Sensitive information of over 100 million debit and credit cardholders have been leaked on the dark web, a security researcher reported.
Personal details such as email ids, full names, phone numbers, and debit and credit card details of over 100 million users of Juspay has been breached by a hacker who posted the data for sale on the dark web, discovered a cyber-researcher last week.
In what could be a major data breach, information of over 100 million debit and credit card users from payments processor Juspay has leaked on the dark web. Juspay processes payments for companies like Amazon, Swiggy, MakeMyTrip among others.
The Bangalore start-up processes transactions from Amazon, MakeMyTrip, Swiggy, Uber, Airtel, Vodafone Idea, and other well-used applications in India and had announced the data breach in August of 2020.

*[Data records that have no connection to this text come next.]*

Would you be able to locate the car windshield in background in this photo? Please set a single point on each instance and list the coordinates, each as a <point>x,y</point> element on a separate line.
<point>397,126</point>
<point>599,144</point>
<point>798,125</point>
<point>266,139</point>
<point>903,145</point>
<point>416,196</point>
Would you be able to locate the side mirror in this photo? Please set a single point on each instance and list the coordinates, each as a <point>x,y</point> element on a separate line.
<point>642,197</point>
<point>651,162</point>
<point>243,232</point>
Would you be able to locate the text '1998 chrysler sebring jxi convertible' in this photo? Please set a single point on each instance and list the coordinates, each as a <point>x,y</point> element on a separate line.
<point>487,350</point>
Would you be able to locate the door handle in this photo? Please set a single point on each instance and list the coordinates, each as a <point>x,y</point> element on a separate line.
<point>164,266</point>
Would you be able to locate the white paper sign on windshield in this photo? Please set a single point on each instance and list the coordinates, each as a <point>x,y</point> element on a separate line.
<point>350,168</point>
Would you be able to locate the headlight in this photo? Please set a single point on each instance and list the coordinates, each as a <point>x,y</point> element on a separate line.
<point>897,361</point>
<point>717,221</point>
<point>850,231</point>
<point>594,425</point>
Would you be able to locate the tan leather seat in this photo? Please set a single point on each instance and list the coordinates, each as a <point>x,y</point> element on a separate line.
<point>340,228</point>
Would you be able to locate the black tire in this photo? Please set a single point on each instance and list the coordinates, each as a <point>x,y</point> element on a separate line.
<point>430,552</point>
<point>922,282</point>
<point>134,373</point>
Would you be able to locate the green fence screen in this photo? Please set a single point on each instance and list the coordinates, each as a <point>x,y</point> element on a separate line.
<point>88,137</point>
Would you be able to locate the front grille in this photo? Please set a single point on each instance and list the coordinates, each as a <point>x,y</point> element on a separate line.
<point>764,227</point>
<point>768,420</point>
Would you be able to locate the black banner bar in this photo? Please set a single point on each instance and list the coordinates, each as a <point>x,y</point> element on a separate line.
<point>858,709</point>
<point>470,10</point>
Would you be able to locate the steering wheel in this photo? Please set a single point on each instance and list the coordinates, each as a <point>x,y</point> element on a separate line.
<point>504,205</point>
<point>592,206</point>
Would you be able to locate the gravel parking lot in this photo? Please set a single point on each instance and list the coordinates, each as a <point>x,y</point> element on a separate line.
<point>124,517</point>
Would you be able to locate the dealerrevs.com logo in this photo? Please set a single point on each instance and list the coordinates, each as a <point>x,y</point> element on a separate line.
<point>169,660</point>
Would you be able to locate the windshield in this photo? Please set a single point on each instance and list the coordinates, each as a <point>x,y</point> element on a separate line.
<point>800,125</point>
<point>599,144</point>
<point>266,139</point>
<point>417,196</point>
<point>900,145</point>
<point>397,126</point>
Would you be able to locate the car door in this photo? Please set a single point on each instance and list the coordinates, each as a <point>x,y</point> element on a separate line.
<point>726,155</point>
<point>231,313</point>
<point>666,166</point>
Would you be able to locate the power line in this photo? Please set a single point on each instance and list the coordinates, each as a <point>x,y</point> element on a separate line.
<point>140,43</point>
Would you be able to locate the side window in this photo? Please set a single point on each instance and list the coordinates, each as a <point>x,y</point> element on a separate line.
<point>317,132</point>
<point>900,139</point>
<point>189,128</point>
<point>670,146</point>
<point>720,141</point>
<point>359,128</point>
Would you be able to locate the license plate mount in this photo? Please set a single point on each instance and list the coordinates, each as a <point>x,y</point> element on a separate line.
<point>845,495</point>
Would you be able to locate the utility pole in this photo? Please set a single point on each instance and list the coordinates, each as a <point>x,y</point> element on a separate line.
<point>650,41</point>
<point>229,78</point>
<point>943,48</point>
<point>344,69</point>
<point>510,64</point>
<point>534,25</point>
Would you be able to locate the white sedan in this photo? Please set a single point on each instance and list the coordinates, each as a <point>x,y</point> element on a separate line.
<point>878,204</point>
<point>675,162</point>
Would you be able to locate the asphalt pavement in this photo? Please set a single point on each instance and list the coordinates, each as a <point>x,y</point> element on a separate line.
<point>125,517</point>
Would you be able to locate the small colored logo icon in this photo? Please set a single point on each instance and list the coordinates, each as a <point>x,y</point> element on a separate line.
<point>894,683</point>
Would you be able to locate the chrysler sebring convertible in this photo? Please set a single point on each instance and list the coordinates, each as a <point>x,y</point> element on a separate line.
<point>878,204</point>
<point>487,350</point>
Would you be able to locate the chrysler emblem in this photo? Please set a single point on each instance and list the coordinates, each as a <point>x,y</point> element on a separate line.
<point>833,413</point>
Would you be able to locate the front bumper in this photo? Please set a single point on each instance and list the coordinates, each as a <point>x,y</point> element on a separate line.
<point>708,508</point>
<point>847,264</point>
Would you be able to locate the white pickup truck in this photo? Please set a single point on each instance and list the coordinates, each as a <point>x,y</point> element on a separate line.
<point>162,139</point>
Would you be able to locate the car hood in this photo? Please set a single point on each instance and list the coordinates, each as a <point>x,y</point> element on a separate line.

The leaked data is in the form of a data dump and has been leaked through a compromised server of Juspay. Juspay has confirmed the data leak in its official blog post, outlining the details of the breach.
The breach happened in a data dump which would allow for more online phishing scams. The data dump was discovered in the first week of January by cybersecurity researcher, Rajshekhar Rajaharia, reported NDTV.
The data leak could make cardholders prone to a phishing scam where users may be conned into revealing private information like OTPs or PINs, said Rajaharia.